After I had walked eight miles and didn’t see a human soul, it began to dawn on me why there was all this red tape: You could sprain an ankle or stand too close to a cow when it farts, but the real danger on these trails is fire. If one breaks out, firefighters check the trail register and try to rescue anybody who’s signed it. If you haven’t signed and they don’t know you’re up here, you’re toast. This realization took some of the fun out of my hike, but I didn’t need a near-toast experience to be convinced: don’t do this at home, kids: pay the $2 permit fee, and sign the trail register. That way if enraged California Condors carry you off and have their way with you, people will have an idea of where to start looking.

OK, back to the Ohlone trail. I’m trudging up the trail and I notice a section of a tree up ahead is bouncing hither and yon. Then I see these bluebirds dashing in and out of it.. when I got up close, I saw what they were after: berries.

I figured something must be living in that big clump of leaves over there at the right on this tree. No clue what it was, but it made for a fresh entry in my "Cool Trees of California" file.

Speaking of fire, there must’ve been a doozy up here — this appears to be all that’s left of a stone fireplace.

One of those alpine meadow shots — all you can hear is the breeze ….

… and the sounds of cattle seeking shade.

So, I walked a couple miles up the trail from here and got to the back side of Mission Peak. Classic "nothing to see here, folks" outcome… unless you’re willing to trudge that steep-ass mile to the summit. I figured, heck, I know what it looks like up there, and besides, I’ve got a two-hour walk back to the car, during which time I have to pray that wildfire doesn’t break out and strand me up here. So, back down the hill I go.

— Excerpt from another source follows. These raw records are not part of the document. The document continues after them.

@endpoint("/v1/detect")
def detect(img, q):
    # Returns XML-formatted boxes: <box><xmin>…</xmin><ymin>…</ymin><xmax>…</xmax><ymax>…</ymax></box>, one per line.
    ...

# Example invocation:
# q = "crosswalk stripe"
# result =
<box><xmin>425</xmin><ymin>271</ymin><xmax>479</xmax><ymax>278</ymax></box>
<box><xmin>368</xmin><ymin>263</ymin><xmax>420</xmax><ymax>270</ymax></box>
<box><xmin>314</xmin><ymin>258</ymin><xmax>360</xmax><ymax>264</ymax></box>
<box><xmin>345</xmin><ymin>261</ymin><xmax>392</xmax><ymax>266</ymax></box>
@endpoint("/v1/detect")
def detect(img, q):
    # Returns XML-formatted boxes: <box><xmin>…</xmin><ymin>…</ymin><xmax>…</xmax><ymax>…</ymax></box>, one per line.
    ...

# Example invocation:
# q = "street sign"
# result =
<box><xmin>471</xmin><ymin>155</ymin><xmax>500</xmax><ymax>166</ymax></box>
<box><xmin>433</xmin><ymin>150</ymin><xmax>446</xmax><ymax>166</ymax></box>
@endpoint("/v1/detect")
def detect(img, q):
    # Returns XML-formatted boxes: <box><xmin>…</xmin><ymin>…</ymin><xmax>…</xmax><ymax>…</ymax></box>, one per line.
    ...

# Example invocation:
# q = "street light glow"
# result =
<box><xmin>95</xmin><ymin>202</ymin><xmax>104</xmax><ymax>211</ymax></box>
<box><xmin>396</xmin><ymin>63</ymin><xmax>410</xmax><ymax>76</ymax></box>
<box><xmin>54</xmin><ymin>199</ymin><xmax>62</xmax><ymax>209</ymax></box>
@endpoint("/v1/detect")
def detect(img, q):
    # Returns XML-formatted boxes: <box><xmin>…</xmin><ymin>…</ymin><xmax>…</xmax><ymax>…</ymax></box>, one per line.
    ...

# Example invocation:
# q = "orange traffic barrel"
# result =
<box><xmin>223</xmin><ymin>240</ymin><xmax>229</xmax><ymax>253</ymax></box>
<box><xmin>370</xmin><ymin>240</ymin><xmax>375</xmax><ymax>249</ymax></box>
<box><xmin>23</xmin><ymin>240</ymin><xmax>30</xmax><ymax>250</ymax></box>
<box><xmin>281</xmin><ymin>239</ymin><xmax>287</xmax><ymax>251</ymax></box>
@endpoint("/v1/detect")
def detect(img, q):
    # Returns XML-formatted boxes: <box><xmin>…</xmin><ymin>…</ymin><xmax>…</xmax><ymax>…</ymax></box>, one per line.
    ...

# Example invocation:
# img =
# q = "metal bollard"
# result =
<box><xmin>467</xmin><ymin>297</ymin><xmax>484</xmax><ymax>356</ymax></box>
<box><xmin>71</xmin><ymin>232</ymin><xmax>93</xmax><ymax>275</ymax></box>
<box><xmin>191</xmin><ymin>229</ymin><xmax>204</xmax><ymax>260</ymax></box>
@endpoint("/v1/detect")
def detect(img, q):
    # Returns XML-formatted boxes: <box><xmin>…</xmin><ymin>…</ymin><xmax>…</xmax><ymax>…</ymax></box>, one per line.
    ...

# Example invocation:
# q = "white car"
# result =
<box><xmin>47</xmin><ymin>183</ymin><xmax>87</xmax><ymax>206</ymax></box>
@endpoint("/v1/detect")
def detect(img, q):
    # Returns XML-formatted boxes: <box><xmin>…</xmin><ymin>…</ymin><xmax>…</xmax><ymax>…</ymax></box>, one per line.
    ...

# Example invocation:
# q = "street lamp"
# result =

It hasn’t rained here since April, but there is a muddy patch of trail right ahead of me. It’s because of a little spring coming out of the hillside. These hills around here are dotted with these little springs, and each patch of forest is a little oasis in a bone-dry countryside.

Here’s the trail about a hundred yards down from the spring. Good thing some clouds showed up to make things interesting.

This scene reminds me of "One-Tree Hill," that song on U2’s Joshua Tree album. Something amazing about how a hillside will have only enough moisture and nutrients to keep a single tree alive. Like it’s an accident of fate, yet inevitable. Deep, I know.

You see why people in California love trees so much: even the dead ones are interesting to look at.

Several areas of the trail were littered with fallen leaves, as if it were fall-color season. It never gets cool enough around here to bluff a tree into thinking winter’s around the corner; some nasty tree blight seems like the most likely culprit.

If this tree could talk, it’d probably say, "stop your gawking and get up here and scrub all this damn moss off me. It itches like hell!"

These blooms were about the size of a dime. This time of year, only the small flowers get to show off.

OK, the hike’s almost over. When I came up this way, it was an invigorating, challenging climb, marching uphill, staying on the narrow trail, avoiding the rocks. On the way back it’s just an annoyance, the feet screaming to the brain: "hey moron: if it’s steep, narrow and full of rocks at the beginning what do you suppose it’s going to be like at the end?"